Some survey respondents said demand for behavioral health slightly outpaces that for outpatient facilities. Many health systems have created whole-health facilities that offer both behavioral and general medical care at the same locations, often through joint ventures.

For example, WakeMed recently embarked on a project with nonprofit mental health provider Sheppard Pratt, with plans to open two patient towers by 2027, one for behavioral health and the other for general healthcare service. Survey participant DPR construction is working with these organizations on the project. 

A boost from the rise of digital health

Growth in digital health is another trend that's driving growth in construction, according to some survey respondents. With more virtual health services and increased use of technology, including artificial intelligence, remote monitoring and others, more hospitals, health systems and other providers are finding it necessary to finance renovations at existing facilities to make accommodations.

As more providers offer digital health options, renovations such as converting patient rooms, creating new spaces for support staff, and housing the essential hardware are becoming more common.

"The key is prioritizing what's really needed," Lubarsky said. "We are expecting that [providers] are going to prioritize ambulatory facilities, because that's where the growth is. It's really about making sure the facilities that are being built and the digital capabilities that are being created can take advantage of expected advances [in technology]." 

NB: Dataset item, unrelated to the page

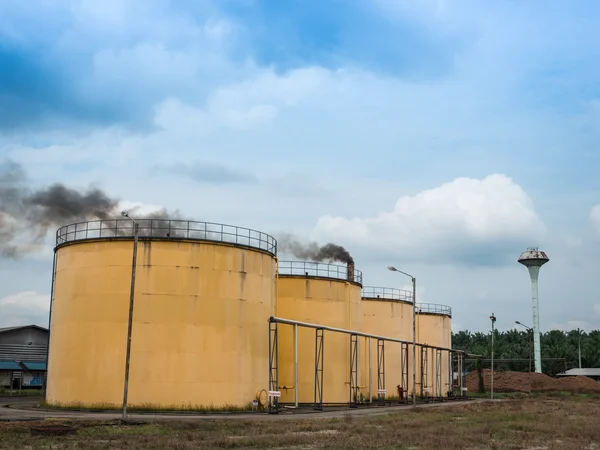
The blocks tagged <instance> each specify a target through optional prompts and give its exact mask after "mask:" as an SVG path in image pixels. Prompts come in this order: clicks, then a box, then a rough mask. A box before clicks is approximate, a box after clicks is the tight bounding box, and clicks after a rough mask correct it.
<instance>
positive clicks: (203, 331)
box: [46, 219, 277, 408]
mask: <svg viewBox="0 0 600 450" xmlns="http://www.w3.org/2000/svg"><path fill="white" fill-rule="evenodd" d="M138 223H139V226H140V230H139V236H140V237H139V245H138V251H137V265H136V266H137V270H136V279H135V306H134V313H133V325H132V337H131V358H130V375H129V395H128V405H129V406H131V407H134V406H139V407H148V408H154V407H156V408H161V407H162V408H164V407H188V408H189V407H191V408H194V407H210V406H213V407H216V408H219V407H226V406H238V407H242V406H246V405H248V404H250V403H251V402H252V401H253V400H254V399H256V394H257V391H260V390H262V389H268V377H269V375H268V363H269V361H268V333H267V330H268V318H269V317H270V316H272V315H274V312H275V276H276V259H275V255H276V251H277V243H276V240H275V239H274V238H272V237H271V236H268V235H266V234H264V233H261V232H258V231H254V230H249V229H245V228H239V227H234V226H228V225H220V224H210V223H204V222H191V221H175V220H173V221H165V220H138ZM132 236H133V226H132V222H131V221H130V220H127V219H125V220H122V219H120V220H103V221H94V222H85V223H78V224H74V225H68V226H65V227H62V228H60V229H59V230H58V232H57V243H56V244H57V245H56V249H55V252H56V269H55V281H54V289H53V294H52V304H51V326H50V343H49V359H48V381H47V391H46V401H47V402H48V403H50V404H54V405H59V404H63V405H74V404H79V405H105V406H120V405H121V404H122V401H123V384H124V371H125V355H126V341H127V326H128V316H129V298H130V288H131V279H132V255H133V238H132Z"/></svg>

Regional challenges add to construction costs

Across the board, the cost of construction, including materials and labor, continues to be the largest obstacle for all industries seeking to expand or renovate. Inflation is largely driving the jump in prices.

"In the last four years, we have seen construction cost increase by approximately 20%," Wilkerson said. 

Government regulations can be a higher hurdle in some states than others. In California, for example, health systems pay, on average, 2 to 3 times more on construction projects than other regions because of the state's earthquake safety requirements, said Hamilton Espinosa, healthcare core market leader for DPR Construction. Likewise, in Florida and other coastal states, hospitals will spend more on facilities to meet hurricane safety requirements. 

Lower reimbursement rates from private and government insurers have made it more difficult for health systems across the board to start and complete new projects, Espinosa said. 

Rural healthcare facilities have a more difficult time committing to new construction or renovations due to limited resources, compared with larger health systems with more cash flow, Lubarsky said. 

Rural hospitals continue to struggle with a self-perpetuating problem: inadequate revenue leading to inadequate margins, Lubarsky said. Many rural facilities cannot afford to offer updated care services such as robotic surgery or implement artificial intelligence capabilities and digital health services like larger, more profitable systems can. Patients are then forced to travel or postpone care altogether, leading to more lost revenue. 

Policies and programs have been enacted to help mitigate these challenges, with government agencies offering loans at little or no interest to help to keep rural healthcare facilities updated. One of the largest programs is through the U.S. Agriculture Department, which offers more than $3 billion in loans, loan guarantees and grants annually through its Community Facilities Program to help support rural facilities and keep them open.

But Lubarsky contends additional policy intervention is needed, or more rural healthcare providers could be forced to close, expanding care gaps nationwide. 

"We're creating deserts of maternal care and pediatric care," he said. "And unless the government steps in, there are going to be large issues in rural areas across the U.S."